Désormais Berlin s’appuierait exclusivement sur la Triplice germano-austro-italienne signée en 1882, dans une logique explicite qui n’était plus celle de l’équilibre européen, mais celle de l’efficacité du système d’alliances en cas de guerre. Cela accéléra le processus de coupure de l’Europe en deux.
En effet, la Russie, rejetée par Berlin, se rapprocha de la France : les deux nations conclurent en 1891-1892 une alliance politique et militaire. À partir de 1898, avec le renforcement de l’Alliance franco-russe, la conclusion de l’Entente cordiale franco-britannique de 1904 et celle de l’entente anglo-russe de 1907, la division de l’Europe prit forme : désormais la Triple-Entente s’opposait à la Triplice. Certes, l’équilibre européen était maintenu, mais le Concert européen s’en trouvait dégradé et perverti.
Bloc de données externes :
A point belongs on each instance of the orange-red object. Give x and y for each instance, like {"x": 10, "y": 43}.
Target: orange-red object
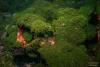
{"x": 20, "y": 38}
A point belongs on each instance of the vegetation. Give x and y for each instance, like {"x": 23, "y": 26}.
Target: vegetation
{"x": 67, "y": 21}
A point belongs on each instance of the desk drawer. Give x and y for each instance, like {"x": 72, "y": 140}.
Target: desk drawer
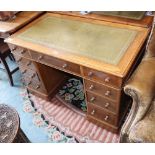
{"x": 27, "y": 73}
{"x": 102, "y": 77}
{"x": 20, "y": 51}
{"x": 103, "y": 90}
{"x": 102, "y": 102}
{"x": 101, "y": 114}
{"x": 54, "y": 62}
{"x": 24, "y": 62}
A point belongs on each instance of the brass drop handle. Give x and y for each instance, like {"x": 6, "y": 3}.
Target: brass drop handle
{"x": 37, "y": 87}
{"x": 107, "y": 79}
{"x": 106, "y": 118}
{"x": 33, "y": 75}
{"x": 93, "y": 112}
{"x": 23, "y": 51}
{"x": 29, "y": 63}
{"x": 91, "y": 87}
{"x": 19, "y": 59}
{"x": 92, "y": 99}
{"x": 29, "y": 82}
{"x": 64, "y": 65}
{"x": 23, "y": 72}
{"x": 107, "y": 93}
{"x": 90, "y": 74}
{"x": 107, "y": 105}
{"x": 40, "y": 57}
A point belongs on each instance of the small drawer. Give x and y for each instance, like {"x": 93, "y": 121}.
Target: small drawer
{"x": 27, "y": 73}
{"x": 19, "y": 51}
{"x": 102, "y": 115}
{"x": 54, "y": 62}
{"x": 102, "y": 77}
{"x": 102, "y": 102}
{"x": 25, "y": 62}
{"x": 103, "y": 90}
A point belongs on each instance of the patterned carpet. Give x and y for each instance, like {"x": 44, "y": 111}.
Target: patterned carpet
{"x": 63, "y": 123}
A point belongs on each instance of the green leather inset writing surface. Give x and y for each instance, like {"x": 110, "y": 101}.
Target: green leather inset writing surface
{"x": 104, "y": 43}
{"x": 137, "y": 15}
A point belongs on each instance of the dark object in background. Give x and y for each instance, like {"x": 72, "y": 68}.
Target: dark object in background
{"x": 7, "y": 15}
Deux grands facteurs de dissonance : les politiques allemande et française
À Berlin, Guillaume II se lança dans la construction d’une grande flotte de guerre, destinée à soutenir les ambitions de sa politique mondiale, sa Weltpolitik. Celle-ci compromettait gravement les rapports avec Londres, alors qu’ils avaient été généralement bons auparavant. Mais dans le délitement progressif du Concert européen, la France de Delcassé, ministre des Affaires étrangères de 1898 à 1905, eut aussi sa part. D’emblée, celui-ci avait manifesté sa volonté de renforcer l’alliance franco-russe, ce qu’il fit lors de sa première visite à Saint-Pétersbourg, en 1899.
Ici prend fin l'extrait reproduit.